As our economy continues to struggle along, we are daily bombarded with a string of leading news stories (delivered mostly by giddy reporters–my, how they love bad news) informing us of yet another corporation laying off thousands of workers. Just today I spoke with two clients whose respective companies had laid off over 7,000 people between them. This past Sunday our pastor put things in perspective when he said, “Look at your pew…if their are 20 people sitting with you, two of them have lost their jobs.”

There are more people out of work today than I can remember at any point in my life. With so many people looking for a new job (many for the first time in decades) I thought now might be a good time to update you on some SUPER SNEAKY changes that have taken place in advertising a job for prospective applicants.

These phrases seem straight forward enough, but that’s the trick…they’re not….they have been strategically designed in some dark, smoke-filled room by some very nasty tricksters. So in my attempts to save you from making a huge mistake and joining a company that would drive you to desire the Kitty Litter Taste-Tester job, here are some thoughts to help you navigate through these murky “job search flood waters.” We’ll call them my:

Top 10 Definitions of Sneaky Corporate Job Postings

10. “Some Overtime Required” – Some time each night and some time each weekendyou will have no life.

9. “Seeking Candidates With A Wide Variety of Experience” – You’ll need to replace three people who just got fired.

8. “Career Minded” – We prefer you have no spouse, children, or any outside interests.

7. “Requires Team Leadership Skills” – You’ll have the responsibilities of a manager without the pay or respect.

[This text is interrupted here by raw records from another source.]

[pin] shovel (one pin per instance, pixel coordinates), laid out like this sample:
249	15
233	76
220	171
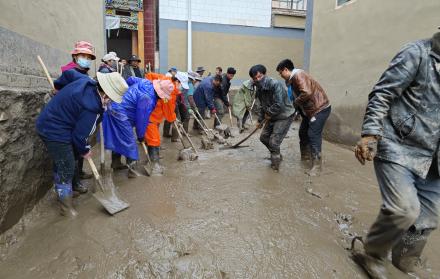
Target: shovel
108	196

6. “Duties Will Vary” – Anyone in the office can boss you around.

5. “Competitive Salary” – We remain competitive by paying less than our competition.

4. “Apply in Person” – If you are old, fat, or ugly, you will be told the position has been filled.

3. “Must be Deadline Oriented” – You’ll be six months behind schedule on your first day.

2. “Some Travel Required” – Kiss your family goodbye…you will never see them again.

1. “Join Our Fast-Paced Company” –
We have no time to train you...good luck.

I certainly hope this clears up any confusion you may have!

In all seriousness, if you find yourself looking for work these days, let me encourage you to hang in there. Your dream job may be just one phone call or meeting away.